Two-in-five self-employed workers do not have a pension and more than half want the law changed to encourage them to save for retirement, according to research from Prudential.
The life company said two-fifths of self-employed workers - the equivalent of two million people - have admitted to having no form of pension and more than one-quarter said they will be reliant on the state pension as their main source of retirement income, which is currently worth just £8,546 a year.
According to Prudential's study of 1,178, conducted by independent researchers Consumer Intelligence, one-quarter (27%) of those questioned would support the expansion of auto-enrolment to cover the self-employed while the same amount (27%) would back compulsory pensions saving.
Prudential retirement expert Vince Smith-Hughes said: "It is clear that the self-employed want help in saving for retirement and that the state pension alone may not be enough for a comfortable retirement.

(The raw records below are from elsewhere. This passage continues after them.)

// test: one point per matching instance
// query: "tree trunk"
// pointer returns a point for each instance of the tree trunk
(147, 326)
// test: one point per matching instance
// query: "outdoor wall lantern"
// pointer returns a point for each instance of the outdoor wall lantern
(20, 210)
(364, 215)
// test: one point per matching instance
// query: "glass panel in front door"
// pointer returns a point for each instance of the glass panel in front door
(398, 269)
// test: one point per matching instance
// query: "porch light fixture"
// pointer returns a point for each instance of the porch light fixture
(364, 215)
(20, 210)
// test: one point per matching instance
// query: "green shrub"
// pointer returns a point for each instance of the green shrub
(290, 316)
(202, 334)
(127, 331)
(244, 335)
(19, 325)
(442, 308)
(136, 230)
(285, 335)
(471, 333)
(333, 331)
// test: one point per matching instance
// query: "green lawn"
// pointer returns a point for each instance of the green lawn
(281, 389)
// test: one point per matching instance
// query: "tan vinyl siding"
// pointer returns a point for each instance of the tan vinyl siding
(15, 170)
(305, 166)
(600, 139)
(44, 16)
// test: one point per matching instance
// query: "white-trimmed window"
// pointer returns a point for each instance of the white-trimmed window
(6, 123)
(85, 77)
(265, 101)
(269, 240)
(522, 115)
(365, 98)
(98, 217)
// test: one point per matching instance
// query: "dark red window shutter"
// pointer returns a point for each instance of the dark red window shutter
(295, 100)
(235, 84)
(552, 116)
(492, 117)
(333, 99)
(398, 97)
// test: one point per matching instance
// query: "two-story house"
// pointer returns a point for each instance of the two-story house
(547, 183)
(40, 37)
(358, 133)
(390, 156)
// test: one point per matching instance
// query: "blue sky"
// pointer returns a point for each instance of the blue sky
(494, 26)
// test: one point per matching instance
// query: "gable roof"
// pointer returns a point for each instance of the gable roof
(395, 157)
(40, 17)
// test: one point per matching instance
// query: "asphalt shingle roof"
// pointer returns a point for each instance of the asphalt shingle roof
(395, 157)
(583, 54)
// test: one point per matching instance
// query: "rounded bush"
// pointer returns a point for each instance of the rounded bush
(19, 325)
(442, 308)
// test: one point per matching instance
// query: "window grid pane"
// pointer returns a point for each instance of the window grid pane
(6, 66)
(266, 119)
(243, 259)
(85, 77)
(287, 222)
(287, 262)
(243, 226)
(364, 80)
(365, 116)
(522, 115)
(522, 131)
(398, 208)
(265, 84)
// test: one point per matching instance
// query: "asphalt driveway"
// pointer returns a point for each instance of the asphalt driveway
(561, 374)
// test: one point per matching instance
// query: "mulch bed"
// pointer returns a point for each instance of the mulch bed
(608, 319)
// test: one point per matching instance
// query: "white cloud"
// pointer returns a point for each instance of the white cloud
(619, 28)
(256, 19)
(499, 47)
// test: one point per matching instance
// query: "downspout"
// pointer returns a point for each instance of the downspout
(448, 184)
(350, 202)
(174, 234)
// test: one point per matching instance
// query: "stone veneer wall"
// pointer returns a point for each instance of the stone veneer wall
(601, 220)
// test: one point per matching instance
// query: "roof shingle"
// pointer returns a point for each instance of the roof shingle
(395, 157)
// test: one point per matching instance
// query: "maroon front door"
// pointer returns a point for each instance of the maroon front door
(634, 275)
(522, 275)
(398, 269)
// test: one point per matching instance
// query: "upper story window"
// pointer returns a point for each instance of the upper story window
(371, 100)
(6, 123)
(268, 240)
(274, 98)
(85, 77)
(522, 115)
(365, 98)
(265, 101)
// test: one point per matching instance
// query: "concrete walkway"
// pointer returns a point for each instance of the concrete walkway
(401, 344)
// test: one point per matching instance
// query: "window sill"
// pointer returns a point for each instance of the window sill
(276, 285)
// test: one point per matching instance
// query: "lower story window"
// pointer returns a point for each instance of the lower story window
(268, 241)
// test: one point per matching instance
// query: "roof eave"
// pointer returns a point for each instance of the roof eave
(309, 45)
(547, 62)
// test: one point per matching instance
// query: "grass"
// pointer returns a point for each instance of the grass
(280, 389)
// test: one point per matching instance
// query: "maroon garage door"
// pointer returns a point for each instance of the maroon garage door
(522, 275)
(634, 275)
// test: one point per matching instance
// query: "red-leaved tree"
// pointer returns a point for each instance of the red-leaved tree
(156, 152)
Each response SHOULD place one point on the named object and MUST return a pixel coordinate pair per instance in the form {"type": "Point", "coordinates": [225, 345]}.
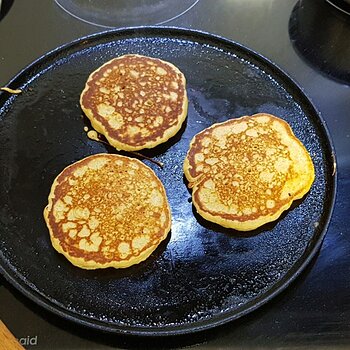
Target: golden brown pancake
{"type": "Point", "coordinates": [135, 101]}
{"type": "Point", "coordinates": [245, 172]}
{"type": "Point", "coordinates": [107, 210]}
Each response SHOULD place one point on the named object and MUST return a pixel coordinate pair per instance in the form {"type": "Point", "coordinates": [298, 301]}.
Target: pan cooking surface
{"type": "Point", "coordinates": [202, 275]}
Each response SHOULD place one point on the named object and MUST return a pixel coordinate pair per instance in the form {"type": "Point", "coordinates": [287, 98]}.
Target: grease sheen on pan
{"type": "Point", "coordinates": [245, 172]}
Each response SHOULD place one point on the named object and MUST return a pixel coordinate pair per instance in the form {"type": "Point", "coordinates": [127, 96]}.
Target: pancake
{"type": "Point", "coordinates": [135, 101]}
{"type": "Point", "coordinates": [245, 172]}
{"type": "Point", "coordinates": [107, 210]}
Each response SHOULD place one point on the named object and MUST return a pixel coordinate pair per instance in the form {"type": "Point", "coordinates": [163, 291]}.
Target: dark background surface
{"type": "Point", "coordinates": [309, 41]}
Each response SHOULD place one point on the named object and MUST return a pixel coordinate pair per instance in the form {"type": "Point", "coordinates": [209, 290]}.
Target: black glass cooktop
{"type": "Point", "coordinates": [314, 310]}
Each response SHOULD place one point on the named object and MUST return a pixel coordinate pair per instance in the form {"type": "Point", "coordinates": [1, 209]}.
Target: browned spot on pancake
{"type": "Point", "coordinates": [136, 101]}
{"type": "Point", "coordinates": [247, 171]}
{"type": "Point", "coordinates": [107, 210]}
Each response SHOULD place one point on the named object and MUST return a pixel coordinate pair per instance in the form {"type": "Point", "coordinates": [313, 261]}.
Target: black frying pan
{"type": "Point", "coordinates": [203, 275]}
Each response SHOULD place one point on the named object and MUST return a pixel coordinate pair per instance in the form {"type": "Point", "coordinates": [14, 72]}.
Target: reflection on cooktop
{"type": "Point", "coordinates": [121, 13]}
{"type": "Point", "coordinates": [320, 34]}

"Various options to encourage and support the self-employed to save via auto-enrolment have been put forward in recent years."
The study highlighted the growing pension crisis among the self-employed, with nearly one-in-five saying they do not believe pensions apply to them. According to Prudential, the same amount of self-employed people also said they find the rules very confusing.
One-in-seven (15%) worry they will not be able to immediately access their pension funds if they are out of work.
Smith-Hughes added: "We believe it is important that the government works with the self-employed to ascertain the most suitable option and put appropriate rules in place as soon as practicable."
The Pensions Advisory Service chief executive Michelle Cracknell said its work echoes the findings, arguing the self-employed want help in saving for retirement but that there is a "clear disconnect between the self-employed and pensions".
She explained that, currently, they are not getting the help they need: "The self-employed are a diverse group who have many different needs and desires and we must find new ways of getting the key message of importance of retirement savings across to them and, importantly, new mediums to deliver those messages."